Es wurden jetzt verschiedene Kosten genannt. Ich möchte Ihnen jene Zahlen nennen, die mir vorliegen. Die Krankenkassenprämien betrugen 130 Millionen Franken im Jahr 1999, die Kostenbeteiligung betrug 42 Millionen; die übrigen Kosten, z. B. Zahnarztkosten, betrugen 19 Millionen; die gesamten Gesundheitskosten in diesem Rahmen betrugen also 191 Millionen Franken.

Nicht vergütet werden die Prämien der anerkannten Flüchtlinge. Diese gelten nicht als erstattungspflichtige Unterstützungen im Sinne des Bundesgesetzes über die Zuständigkeit für die Unterstützung Bedürftiger; die anerkannten Flüchtlinge können die Prämienverbilligung beanspruchen. Auch Zusatzversicherungen werden vom Bund generell nicht vergütet.

Ebenfalls am 1. Oktober 1999 wurde die Regelung eingeführt, dass für bedürftige Asylsuchende, vorläufig Aufgenommene und Schutzbedürftige ohne Aufenthaltsbewilligung die Wahl des Versicherers und der Leistungserbringer zwingend einzuschränken ist. Vor dem 1. Oktober 1999 hatten die Kantone bereits die Möglichkeit, den Zugang zum Gesundheitssystem einzuschränken. Davon machten zahlreiche Kantone auch Gebrauch, indem sie den Zugang zu den Versicherern einschränkten. Nur die wenigsten Kantone schränkten jedoch auch den Zugang zu den Leistungserbringern ein. Gegenwärtig sind die Kantone daran, Modelle zur Steuerung des Zuganges zu den Leistungserbringern einzuführen.

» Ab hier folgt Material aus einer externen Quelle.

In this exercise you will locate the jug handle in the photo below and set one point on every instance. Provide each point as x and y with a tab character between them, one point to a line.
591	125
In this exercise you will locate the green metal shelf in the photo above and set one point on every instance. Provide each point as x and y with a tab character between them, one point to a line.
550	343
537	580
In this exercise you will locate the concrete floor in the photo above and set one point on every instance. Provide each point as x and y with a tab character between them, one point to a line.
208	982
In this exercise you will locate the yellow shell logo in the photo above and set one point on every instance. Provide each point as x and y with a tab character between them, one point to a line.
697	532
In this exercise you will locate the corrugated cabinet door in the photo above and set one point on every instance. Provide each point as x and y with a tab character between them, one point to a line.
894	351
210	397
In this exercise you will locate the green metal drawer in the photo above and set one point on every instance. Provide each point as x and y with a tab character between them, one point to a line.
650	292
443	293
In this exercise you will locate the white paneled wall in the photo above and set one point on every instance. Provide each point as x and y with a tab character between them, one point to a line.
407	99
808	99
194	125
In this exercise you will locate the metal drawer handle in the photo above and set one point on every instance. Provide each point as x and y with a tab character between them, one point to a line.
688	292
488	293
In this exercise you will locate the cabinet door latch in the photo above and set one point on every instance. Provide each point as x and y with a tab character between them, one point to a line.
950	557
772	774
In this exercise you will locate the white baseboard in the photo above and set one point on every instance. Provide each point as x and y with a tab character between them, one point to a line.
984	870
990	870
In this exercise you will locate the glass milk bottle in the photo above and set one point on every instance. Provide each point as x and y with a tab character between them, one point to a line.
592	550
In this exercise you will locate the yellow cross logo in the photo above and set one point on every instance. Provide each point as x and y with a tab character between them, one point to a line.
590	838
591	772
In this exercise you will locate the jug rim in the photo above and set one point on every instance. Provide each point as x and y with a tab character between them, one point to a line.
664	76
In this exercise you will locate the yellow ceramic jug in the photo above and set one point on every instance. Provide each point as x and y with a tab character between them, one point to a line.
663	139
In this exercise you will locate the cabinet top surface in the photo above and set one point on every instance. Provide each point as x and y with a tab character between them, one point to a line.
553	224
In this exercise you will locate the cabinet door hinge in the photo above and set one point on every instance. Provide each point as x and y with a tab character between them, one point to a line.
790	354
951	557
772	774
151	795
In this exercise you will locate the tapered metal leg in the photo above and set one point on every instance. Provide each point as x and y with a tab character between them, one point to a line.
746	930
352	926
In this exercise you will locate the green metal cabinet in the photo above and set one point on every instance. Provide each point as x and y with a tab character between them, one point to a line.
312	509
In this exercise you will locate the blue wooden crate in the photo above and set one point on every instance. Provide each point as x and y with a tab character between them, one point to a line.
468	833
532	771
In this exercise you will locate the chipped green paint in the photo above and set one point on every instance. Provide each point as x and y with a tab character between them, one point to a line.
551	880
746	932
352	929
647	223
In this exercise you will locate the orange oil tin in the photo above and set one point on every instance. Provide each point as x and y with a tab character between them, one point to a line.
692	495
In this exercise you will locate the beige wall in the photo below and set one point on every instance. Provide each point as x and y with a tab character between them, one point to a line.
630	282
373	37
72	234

Da das Parlament nicht auf die Vorlage vom 18. August 1999 über dringliche Massnahmen im Risikoausgleich in der Krankenversicherung eingetreten ist, haben die Krankenkassen die bestehenden Rahmenverträge mit den Kantonen gekündigt. Ohne die Rahmenverträge ist es jedoch für die Kantone praktisch unmöglich, den Zugang zu den Versicherern und Leistungserbringern einzuschränken. Deshalb ist der Bund unter Federführung des Eidgenössischen Departementes des Innern daran, Lösungen im Sinne der Motion 99.3567 der SGK-SR vom 19. Oktober 1999 zu suchen.

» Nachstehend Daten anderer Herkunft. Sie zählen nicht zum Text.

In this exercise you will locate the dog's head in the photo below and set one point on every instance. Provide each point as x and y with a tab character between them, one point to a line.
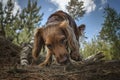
57	37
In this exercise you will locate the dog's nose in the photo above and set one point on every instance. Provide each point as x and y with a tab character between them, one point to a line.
63	60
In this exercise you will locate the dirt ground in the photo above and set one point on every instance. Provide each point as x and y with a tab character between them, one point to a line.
10	69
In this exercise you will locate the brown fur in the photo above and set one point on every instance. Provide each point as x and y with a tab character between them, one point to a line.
58	35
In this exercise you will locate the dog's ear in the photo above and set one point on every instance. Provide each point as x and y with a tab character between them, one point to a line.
70	35
38	43
81	29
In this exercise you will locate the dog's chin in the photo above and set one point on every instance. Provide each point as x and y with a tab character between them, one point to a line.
64	63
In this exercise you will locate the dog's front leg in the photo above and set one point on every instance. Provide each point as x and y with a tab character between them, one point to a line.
48	60
74	54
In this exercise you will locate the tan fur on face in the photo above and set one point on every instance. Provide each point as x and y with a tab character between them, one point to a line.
57	36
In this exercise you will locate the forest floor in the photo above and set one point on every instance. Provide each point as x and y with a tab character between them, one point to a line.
10	69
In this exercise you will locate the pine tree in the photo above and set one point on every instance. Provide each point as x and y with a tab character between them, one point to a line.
30	18
75	9
109	31
7	19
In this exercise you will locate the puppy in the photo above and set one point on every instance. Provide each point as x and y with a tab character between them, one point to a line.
60	36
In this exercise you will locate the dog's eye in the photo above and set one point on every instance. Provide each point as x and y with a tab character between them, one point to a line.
49	46
63	41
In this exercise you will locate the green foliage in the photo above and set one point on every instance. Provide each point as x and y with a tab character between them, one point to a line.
96	45
20	26
7	19
29	18
109	31
75	9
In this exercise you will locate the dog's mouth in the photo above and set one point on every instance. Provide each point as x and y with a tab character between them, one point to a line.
63	61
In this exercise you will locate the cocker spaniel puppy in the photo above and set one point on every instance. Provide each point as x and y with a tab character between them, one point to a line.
60	36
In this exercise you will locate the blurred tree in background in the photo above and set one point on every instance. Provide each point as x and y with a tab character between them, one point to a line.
110	30
20	26
7	19
29	19
108	40
76	9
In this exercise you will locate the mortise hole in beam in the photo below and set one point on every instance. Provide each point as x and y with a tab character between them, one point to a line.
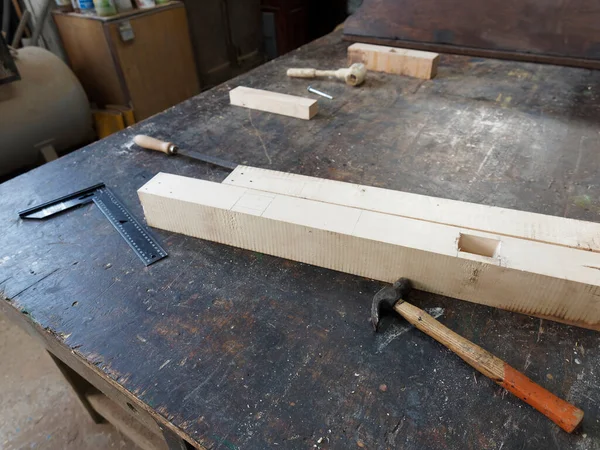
478	245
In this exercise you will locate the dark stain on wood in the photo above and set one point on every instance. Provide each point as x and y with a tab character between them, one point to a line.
241	350
529	30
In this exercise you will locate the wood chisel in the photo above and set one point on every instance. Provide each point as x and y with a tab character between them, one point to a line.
171	149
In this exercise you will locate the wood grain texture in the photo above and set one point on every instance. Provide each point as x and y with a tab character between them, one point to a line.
502	221
219	314
564	414
559	32
400	61
274	102
515	274
158	65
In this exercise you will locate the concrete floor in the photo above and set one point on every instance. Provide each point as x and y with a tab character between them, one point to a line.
37	407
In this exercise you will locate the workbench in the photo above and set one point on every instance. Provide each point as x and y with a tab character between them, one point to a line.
230	349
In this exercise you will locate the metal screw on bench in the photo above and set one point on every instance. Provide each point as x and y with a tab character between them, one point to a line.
322	94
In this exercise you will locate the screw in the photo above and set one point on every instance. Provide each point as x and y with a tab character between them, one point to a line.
322	94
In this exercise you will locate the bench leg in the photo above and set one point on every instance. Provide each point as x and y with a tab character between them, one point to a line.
80	386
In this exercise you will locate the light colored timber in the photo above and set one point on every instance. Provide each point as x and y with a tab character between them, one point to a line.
526	276
401	61
501	221
274	102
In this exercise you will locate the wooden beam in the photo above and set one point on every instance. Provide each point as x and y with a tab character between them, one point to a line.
490	219
401	61
287	105
526	276
125	423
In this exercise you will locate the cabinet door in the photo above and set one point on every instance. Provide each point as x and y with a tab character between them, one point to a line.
156	60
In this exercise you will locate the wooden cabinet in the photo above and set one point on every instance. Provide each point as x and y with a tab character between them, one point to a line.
141	58
227	38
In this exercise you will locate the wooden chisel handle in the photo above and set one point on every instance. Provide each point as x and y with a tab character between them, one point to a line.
564	414
151	143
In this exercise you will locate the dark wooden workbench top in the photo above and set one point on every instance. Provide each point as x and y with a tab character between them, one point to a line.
246	351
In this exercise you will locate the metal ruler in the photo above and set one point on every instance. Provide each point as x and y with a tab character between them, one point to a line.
135	234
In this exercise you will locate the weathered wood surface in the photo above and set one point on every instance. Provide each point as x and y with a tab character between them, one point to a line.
242	350
527	30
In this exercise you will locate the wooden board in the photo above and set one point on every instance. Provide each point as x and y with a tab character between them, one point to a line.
520	275
531	30
401	61
274	102
126	423
502	221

Die Bitten, die Herr Hans Fehr angebracht hat, nehmen wir auf. Gewisse Daten sind bereits vorhanden, andere Daten müssen allenfalls noch beschafft werden.

Die Frage von Herrn Raggenbass kann ich nicht beantworten, weil ich nicht weiss, auf welchen Schlussbericht er sich bezieht und ob es sich allenfalls nicht um einen Bericht des EDI handelt.